A wildland firefighter looks at a video of a test burn transmitted by a Burnbot, on grasslands at Stanford University in Palo Alto, Calif., June 27, 2024. High-tech entrepreneurs are trying to use new forms of technology to solve the problem of mega-wildfires in the age of climate change. (Ian C. Bates/The New York Times)
Looking to Washington for Support
These tech CEOs also have to persuade the public sector to support new markets. Megafire Action, an advocacy group, organized a July delegation to Washington, D.C., that included Clerico. Matt Weiner, CEO of Megafire Action, said after pitching officials on the sector’s solutions, “There’s a growing recognition that we’re not currently on track to get the job done.”
Kodama’s approach to fuel treatment is essentially logging. Kodama is experimenting with a plan to bury felled timber, storing its carbon over the long term and selling credits against it.
“We should think about new business models,” Lakhina said. “I think the insurance carriers have a role to play in financing or catalyzing at least maintenance treatments. If it’s reducing risk, that’s allowing them to underwrite more properties at a better margin.”
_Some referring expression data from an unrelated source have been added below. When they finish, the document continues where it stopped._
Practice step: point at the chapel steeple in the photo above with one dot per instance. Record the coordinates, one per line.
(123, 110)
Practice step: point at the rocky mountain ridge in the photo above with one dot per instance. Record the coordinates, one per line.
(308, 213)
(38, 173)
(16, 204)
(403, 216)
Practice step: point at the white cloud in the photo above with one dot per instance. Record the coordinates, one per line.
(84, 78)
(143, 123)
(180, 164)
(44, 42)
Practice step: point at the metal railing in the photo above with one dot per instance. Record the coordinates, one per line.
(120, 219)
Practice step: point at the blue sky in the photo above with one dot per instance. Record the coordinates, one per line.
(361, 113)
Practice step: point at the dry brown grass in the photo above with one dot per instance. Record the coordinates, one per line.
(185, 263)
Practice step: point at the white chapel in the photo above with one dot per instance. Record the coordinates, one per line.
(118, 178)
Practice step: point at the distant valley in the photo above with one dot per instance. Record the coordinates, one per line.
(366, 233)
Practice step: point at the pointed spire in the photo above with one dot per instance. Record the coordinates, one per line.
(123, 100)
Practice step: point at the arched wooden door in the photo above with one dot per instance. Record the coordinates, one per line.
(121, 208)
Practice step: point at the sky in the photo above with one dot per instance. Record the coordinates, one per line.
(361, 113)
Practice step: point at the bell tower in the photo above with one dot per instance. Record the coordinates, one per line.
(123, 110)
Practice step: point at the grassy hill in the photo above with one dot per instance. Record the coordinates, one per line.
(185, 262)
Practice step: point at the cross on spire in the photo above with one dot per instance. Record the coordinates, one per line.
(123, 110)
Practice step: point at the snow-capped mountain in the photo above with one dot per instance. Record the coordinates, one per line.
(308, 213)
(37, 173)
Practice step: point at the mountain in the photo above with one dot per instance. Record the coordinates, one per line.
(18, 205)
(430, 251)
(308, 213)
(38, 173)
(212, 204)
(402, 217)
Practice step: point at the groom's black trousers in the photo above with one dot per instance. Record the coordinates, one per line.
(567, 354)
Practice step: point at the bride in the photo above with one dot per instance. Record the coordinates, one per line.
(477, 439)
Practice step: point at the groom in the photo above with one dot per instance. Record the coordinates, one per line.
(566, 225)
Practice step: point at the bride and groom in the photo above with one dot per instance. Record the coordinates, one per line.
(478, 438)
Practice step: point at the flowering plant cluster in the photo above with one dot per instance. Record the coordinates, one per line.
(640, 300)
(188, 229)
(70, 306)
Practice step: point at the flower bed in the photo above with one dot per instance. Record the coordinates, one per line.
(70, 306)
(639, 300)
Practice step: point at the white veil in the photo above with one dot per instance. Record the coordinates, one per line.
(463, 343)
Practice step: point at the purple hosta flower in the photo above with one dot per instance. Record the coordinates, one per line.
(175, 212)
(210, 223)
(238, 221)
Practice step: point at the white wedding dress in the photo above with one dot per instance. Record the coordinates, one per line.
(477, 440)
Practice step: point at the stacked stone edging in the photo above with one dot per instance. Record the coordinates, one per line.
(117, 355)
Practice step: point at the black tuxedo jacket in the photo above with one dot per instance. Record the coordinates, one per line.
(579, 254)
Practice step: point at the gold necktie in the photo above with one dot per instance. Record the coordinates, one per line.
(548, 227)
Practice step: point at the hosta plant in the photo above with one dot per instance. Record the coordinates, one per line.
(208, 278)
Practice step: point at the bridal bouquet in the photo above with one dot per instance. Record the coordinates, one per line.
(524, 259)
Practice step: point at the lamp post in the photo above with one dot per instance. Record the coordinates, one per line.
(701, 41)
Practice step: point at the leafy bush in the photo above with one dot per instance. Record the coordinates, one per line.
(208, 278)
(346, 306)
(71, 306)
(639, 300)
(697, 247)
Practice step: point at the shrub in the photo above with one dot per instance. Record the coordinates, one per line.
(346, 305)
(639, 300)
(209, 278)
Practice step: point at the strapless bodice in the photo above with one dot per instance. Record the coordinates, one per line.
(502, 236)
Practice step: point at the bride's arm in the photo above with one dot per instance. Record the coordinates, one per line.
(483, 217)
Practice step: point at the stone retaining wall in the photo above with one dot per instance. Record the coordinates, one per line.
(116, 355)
Earlier, in the Stanislaus National Forest, Kodama’s skidder cut its own trail, shoving logs into burn piles. Working on Kodama’s autonomous technology in the woods, Joe Lerdal is teaching the machine but learning from the timber crew.
These machines are only the start of fire tech’s vision; the bigger aspiration is to use technology to turn megafires against themselves.
Dargan envisions a future in which sensors in space and on the ground cue autonomous vehicles to redirect the fury of wildfires to benefit the landscape. Climate scientists believe Western forests will face ever-drier conditions for decades to come.
“It is critical that we burn as much as we can by 2050,” she said. “After that, it may be too late.”